Jesus reassume neste sermão das bem-aventuranças as promessas divinas de que os pobres não terão nem fome e nem sede (cf. Is 49,10.13; Ez 34,29) e anuncia que eles serão saciados. Aos pobres, é prometido o Reino de Deus e assegurada, também, a participação na mesa da casa do Pai. A participação no Reino de Deus fará com que os pobres, que agora choram, possam ter motivos para rir e estar alegres.

O grande mal de todos os tempos é o de almejar a fortuna para um interesse pessoal e não para melhor servir a Deus. Sob esse prisma, não vem ao caso ser rico ou pobre, porque o primeiro desprezará o segundo, este invejará o outro e ambos incorrerão na sentença contida no versículo 24: “Mas ai de vós, os ricos, porque tendes já a vossa consolação” (v. 24). Os pobres em bens, podem ser ricos na fé, como dizia o apóstolo São Tiago: “Não escolheu Deus os pobres deste mundo para que fossem ricos na fé e herdeiros do Reino prometido por Deus aos que o amam?” (Tg 2,5). A ver- dadeira riqueza que torna os pobres bem-aventurados é o Reino de Deus.

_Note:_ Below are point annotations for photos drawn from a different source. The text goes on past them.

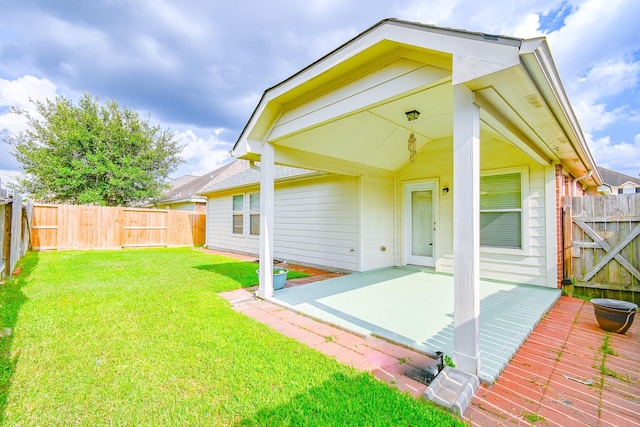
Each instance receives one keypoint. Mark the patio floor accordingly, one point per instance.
(414, 307)
(532, 390)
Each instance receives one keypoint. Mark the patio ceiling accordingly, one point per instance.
(346, 111)
(377, 136)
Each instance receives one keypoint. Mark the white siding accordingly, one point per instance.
(316, 223)
(530, 265)
(377, 223)
(220, 226)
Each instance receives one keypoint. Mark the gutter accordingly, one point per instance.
(575, 181)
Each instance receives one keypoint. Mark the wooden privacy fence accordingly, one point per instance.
(14, 231)
(99, 227)
(602, 244)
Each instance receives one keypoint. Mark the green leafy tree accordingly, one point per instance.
(92, 154)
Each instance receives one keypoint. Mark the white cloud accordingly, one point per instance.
(623, 157)
(203, 154)
(7, 177)
(17, 93)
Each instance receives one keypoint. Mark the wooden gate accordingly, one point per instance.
(605, 245)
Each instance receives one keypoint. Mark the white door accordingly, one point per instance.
(420, 224)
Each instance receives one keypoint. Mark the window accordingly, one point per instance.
(238, 214)
(240, 207)
(254, 213)
(501, 211)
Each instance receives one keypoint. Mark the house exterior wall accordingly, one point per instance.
(316, 223)
(529, 265)
(378, 222)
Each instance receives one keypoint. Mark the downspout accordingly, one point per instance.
(575, 181)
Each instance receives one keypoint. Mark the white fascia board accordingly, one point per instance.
(492, 117)
(538, 62)
(473, 50)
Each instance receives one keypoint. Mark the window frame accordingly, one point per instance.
(253, 212)
(524, 212)
(237, 213)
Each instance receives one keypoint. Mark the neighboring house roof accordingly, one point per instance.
(616, 179)
(190, 190)
(182, 180)
(252, 176)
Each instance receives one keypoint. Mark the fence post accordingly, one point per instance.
(5, 238)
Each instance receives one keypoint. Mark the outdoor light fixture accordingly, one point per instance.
(412, 115)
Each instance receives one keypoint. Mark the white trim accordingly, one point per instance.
(551, 231)
(432, 184)
(524, 206)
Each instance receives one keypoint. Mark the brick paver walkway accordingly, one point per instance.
(544, 384)
(388, 362)
(534, 388)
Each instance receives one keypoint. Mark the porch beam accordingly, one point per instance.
(267, 194)
(466, 230)
(288, 156)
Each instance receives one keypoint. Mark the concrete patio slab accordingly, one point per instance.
(414, 307)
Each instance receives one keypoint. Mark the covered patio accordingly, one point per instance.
(415, 307)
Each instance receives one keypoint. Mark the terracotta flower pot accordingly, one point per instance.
(614, 315)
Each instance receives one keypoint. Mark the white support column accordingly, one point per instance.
(466, 230)
(267, 193)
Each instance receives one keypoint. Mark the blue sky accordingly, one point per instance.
(199, 68)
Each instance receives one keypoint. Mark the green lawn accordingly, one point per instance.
(140, 337)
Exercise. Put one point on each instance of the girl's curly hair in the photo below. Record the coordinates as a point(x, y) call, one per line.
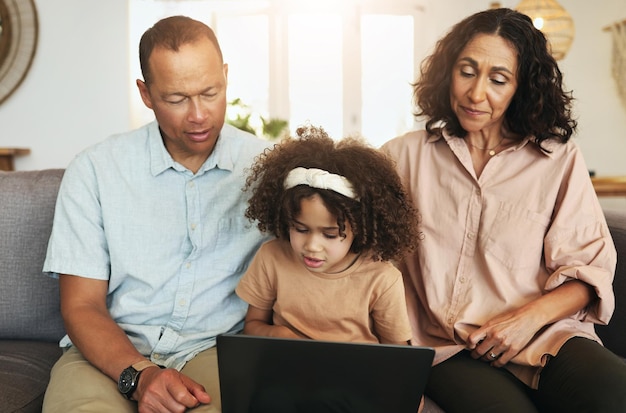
point(540, 106)
point(384, 221)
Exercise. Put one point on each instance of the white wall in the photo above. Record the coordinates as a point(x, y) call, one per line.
point(77, 93)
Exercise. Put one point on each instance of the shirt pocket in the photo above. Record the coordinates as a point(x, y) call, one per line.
point(516, 237)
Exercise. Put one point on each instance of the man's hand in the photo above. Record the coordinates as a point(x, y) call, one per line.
point(168, 390)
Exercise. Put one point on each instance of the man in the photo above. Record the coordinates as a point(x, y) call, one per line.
point(150, 239)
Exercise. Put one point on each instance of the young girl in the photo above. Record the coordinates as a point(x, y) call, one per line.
point(339, 214)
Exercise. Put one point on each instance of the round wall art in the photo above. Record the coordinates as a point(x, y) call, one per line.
point(18, 41)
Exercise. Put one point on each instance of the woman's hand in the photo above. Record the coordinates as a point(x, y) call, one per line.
point(505, 335)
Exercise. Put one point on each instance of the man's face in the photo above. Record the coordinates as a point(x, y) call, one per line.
point(188, 96)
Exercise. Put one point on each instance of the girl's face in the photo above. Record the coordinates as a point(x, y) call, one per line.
point(314, 237)
point(484, 80)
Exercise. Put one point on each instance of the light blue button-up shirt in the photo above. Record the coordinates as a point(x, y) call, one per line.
point(172, 244)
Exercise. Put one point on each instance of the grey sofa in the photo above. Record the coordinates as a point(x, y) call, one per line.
point(30, 322)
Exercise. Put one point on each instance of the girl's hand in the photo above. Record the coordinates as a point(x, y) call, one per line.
point(258, 322)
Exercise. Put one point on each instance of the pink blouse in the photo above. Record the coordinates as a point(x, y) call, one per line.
point(530, 223)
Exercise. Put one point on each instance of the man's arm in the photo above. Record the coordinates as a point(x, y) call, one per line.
point(105, 345)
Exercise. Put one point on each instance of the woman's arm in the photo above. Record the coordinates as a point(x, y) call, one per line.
point(507, 334)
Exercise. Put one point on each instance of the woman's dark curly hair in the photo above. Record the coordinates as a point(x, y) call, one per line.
point(384, 221)
point(540, 106)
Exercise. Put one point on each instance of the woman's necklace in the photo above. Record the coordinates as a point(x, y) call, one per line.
point(492, 151)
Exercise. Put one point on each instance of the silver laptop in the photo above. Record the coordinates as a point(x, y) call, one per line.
point(275, 375)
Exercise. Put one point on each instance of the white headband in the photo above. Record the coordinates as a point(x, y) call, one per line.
point(321, 179)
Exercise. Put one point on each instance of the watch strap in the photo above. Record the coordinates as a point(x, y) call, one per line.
point(144, 364)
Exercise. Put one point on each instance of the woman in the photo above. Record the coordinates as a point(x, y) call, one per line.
point(517, 262)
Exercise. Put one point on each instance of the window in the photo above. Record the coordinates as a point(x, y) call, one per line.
point(346, 66)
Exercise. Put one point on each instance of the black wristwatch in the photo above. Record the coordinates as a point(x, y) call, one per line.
point(127, 383)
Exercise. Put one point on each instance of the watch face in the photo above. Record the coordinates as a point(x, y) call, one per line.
point(125, 383)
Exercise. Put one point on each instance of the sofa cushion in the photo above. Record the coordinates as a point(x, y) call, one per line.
point(24, 373)
point(613, 335)
point(29, 300)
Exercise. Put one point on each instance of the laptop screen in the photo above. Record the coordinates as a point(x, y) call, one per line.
point(263, 375)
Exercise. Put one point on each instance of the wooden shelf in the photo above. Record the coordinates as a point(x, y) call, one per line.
point(7, 156)
point(609, 185)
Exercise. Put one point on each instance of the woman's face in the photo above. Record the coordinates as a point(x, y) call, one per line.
point(484, 80)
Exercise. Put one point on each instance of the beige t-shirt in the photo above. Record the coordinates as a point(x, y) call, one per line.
point(530, 223)
point(364, 303)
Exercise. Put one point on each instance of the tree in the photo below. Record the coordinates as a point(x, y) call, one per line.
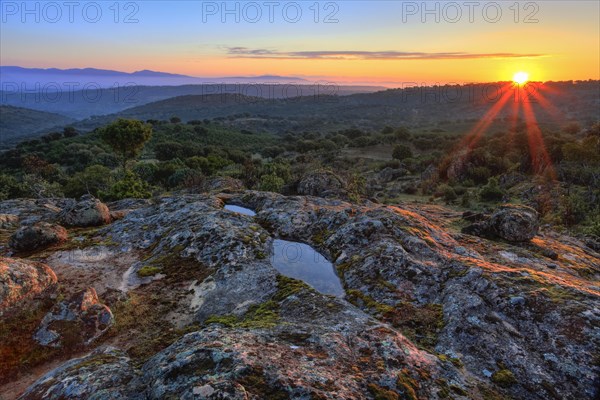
point(126, 138)
point(401, 152)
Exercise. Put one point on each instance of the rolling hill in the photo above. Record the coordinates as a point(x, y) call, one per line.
point(18, 123)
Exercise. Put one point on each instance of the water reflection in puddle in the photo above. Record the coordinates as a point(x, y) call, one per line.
point(240, 210)
point(300, 261)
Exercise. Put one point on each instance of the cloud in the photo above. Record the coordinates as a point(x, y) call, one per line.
point(244, 52)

No episódio da pesca milagrosa (cf. Lc 5,1-11), temos o chamado dos primeiros discípulos de Jesus, o texto conclui dizendo: Eles, atracando as barcas à terra, deixaram tudo e o seguiram” (Lc 5,11). Nesta mesma página do evangelho encontramos o chamado de Levi, e a conclusão é semelhante: “Ele, abandonando tudo, levantou-se e o seguiu” (Lc 5,28). Esta é uma das características do verdadeiro discípulo de Jesus: Abandonar tudo para segui-lo. Os apóstolos e também muitos santos souberam reconhecer que a vida do homem não depende dos bens que ele possui.

O homem que constrói sua vida e projeta o seu futuro somente em função de si mesmo, é como aquele homem que construiu a sua casa sobre a areia (cf. Mt 7,21-29). Neste sentido, o rico pode tornar-se pobre, pois, a sua pobreza se mede pelo que ele perde: o Reino de Deus, como nos narra o mesmo evangelista São Lucas: “Assim acontece com quem guarda para si riquezas, mas não é rico para com Deus” (Lc 12,21).

Neste sentido devemos sempre nos questionar de qual lado estamos: Entre os que constroem a vida sobre si mesmos ou entre aqueles que constroem sobre o Reino de Deus? Devemos estar sempre conscientes de que não podemos servir a Deus e ao dinheiro (cf. Mt 6,24). O motivo da alegria anunciada para os pobres consiste na promessa que é feita: para eles chegou o reino de Deus, para aqueles que fizeram a opção de não colocar a própria segurança nos bens materiais já teve início um novo mundo, pois tudo passa a ser em comum (cf. At 4,34). Esta é a proposta que Jesus faz aos seus primeiros apóstolos que deixam tudo para o seguir. Jesus também diz: “Bem-aventurados os que agora tendes fome, porque sereis saciados” (v. 21). O mais alto grau desta bem-aventurança consiste em suportar com resignação cristã, ou seja, sem revolta, sem in- veja e sem ódio, os sacrifícios decorrentes da pobreza material, isto torna o pobre um bem-aventurado. Por outro lado, também são bem-aventurados os que têm fome de Deus. A estes últimos, Deus alimentará com a sua graça, com mais abundância, na medida do desejo de perfeição.

Os pecadores encontram sua falsa felicidade na transgressão da lei de Deus. A estes adverte Jesus severamente, porque no dia do Juízo hão de chorar sua condenação eterna: “Ai de vós, os que agora rides, porque gemereis e chorareis” (v. 26). Ademais, ainda nesta terra, apesar de sua aparente alegria, vivem de tristeza, pois a consciência continuamente os acusa de suas faltas. Ao prazer decorrente do pecado sempre se segue o remorso pela falta cometida. Mas aqueles que choram de arrependimento pelos próprios pecados, já encontram, na sua contrição, consolo e felicidade. A experiência nos ensina que o arrependimento traz alegria, e é fruto da graça de Deus.

Lancemos uma vez mais o nosso olhar para a Virgem Maria, aquela que todas as gerações a proclamam de “bem-aventurada”, porque acreditou na boa nova que o Senhor lhe anunciou (cf. Lc 1,45.48). Que ela, mãe de Deus e nossa, interceda por cada um de nós e nos faça trilhar, todos os dias, com o coração dilatado, o caminho das bem-aventuranças. Assim seja.